President Joe Biden has said he has "thoroughly reviewed" the credentials of four Black women in the running to replace Justice Steven Breyer, who is retiring from the Supreme Court. He will make his choice known at the end of February.
With the Senate split 50-50 and Sen. Ben Ray Luján, D-N.M., away from Washington, D.C., for at least a few more weeks while he recovers from a stroke, Republicans' attitudes to Breyer's potential successor has come under intense focus.
Sen. Lindsey Graham, R-S.C., who sits on the Senate Judiciary Committee, believes J. Michelle Childs, a federal judge serving in South Carolina, is eminently qualified to be on the nation's highest court.

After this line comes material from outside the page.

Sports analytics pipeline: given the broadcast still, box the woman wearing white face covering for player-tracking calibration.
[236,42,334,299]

"I have told [Biden] and his team that if you nominate Michelle Childs, she will be in the liberal camp, for sure, but she has a hell of a story," Graham said Sunday on ABC. "And she would be somebody, I think, that could bring the Senate together and probably get more than 60 votes."
Among the justices on Biden's short list, Childs is considered the most moderate, and she has been criticized by progressives and labor groups who say her record is not sufficiently supportive of worker rights.
Childs, who sits on the U.S. District Court for the District of South Carolina and is a graduate of the University of South Carolina, is backed by House Majority Whip James Clyburn, D-S.C., and Sen. Tim Scott, R-S.C.
Two other candidates, U.S. Court of Appeals Judge Ketanji Brown Jackson and California Supreme Court Justice Leondra Kruger, could be supported by moderate Republicans, according to The Hill.
Last year, GOP Sens. Susan Collins (Maine) and Lisa Murkowski (Alaska), as well as Graham, supported Ketanji Brown Jackson's nomination to the U.S. Court of Appeals for the D.C. Circuit.
Former House Speaker Paul Ryan, R-Wis., spoke highly of the judge during her 2012 confirmation hearing to be a district judge.
Ryan, who was then-presidential candidate Mitt Romney's running mate, told the Senate Judiciary Committee his "praise for Ketanji’s intellect, for her character, for her integrity, it is unequivocal."
Kruger, meanwhile, who sits on the California Supreme Court, is considered a centrist with a record of interpreting the law as written.
"It's fair to call her the median justice on a centrist court, one who looks for consensus, and who reads the law faithfully and applies it impartially without regard to what policy or position that outcome might favor or disadvantage. A neutral arbiter like that should appeal to anyone," said David A. Carrillo, executive director of the California Constitution Center.
Kruger could also appeal to members of either party who are in favor of seeing at least one Supreme Court justice with time spent on a state bench rather than the federal bench.
The California Constitution Center and Hastings Law Journal described her as having a moderate approach.
"Our substantive review shows that Justice Kruger in general reaches results that are evenly distributed among liberal and conservative positions, and that those results flow from a neutral approach to reading the law," the analysis stated.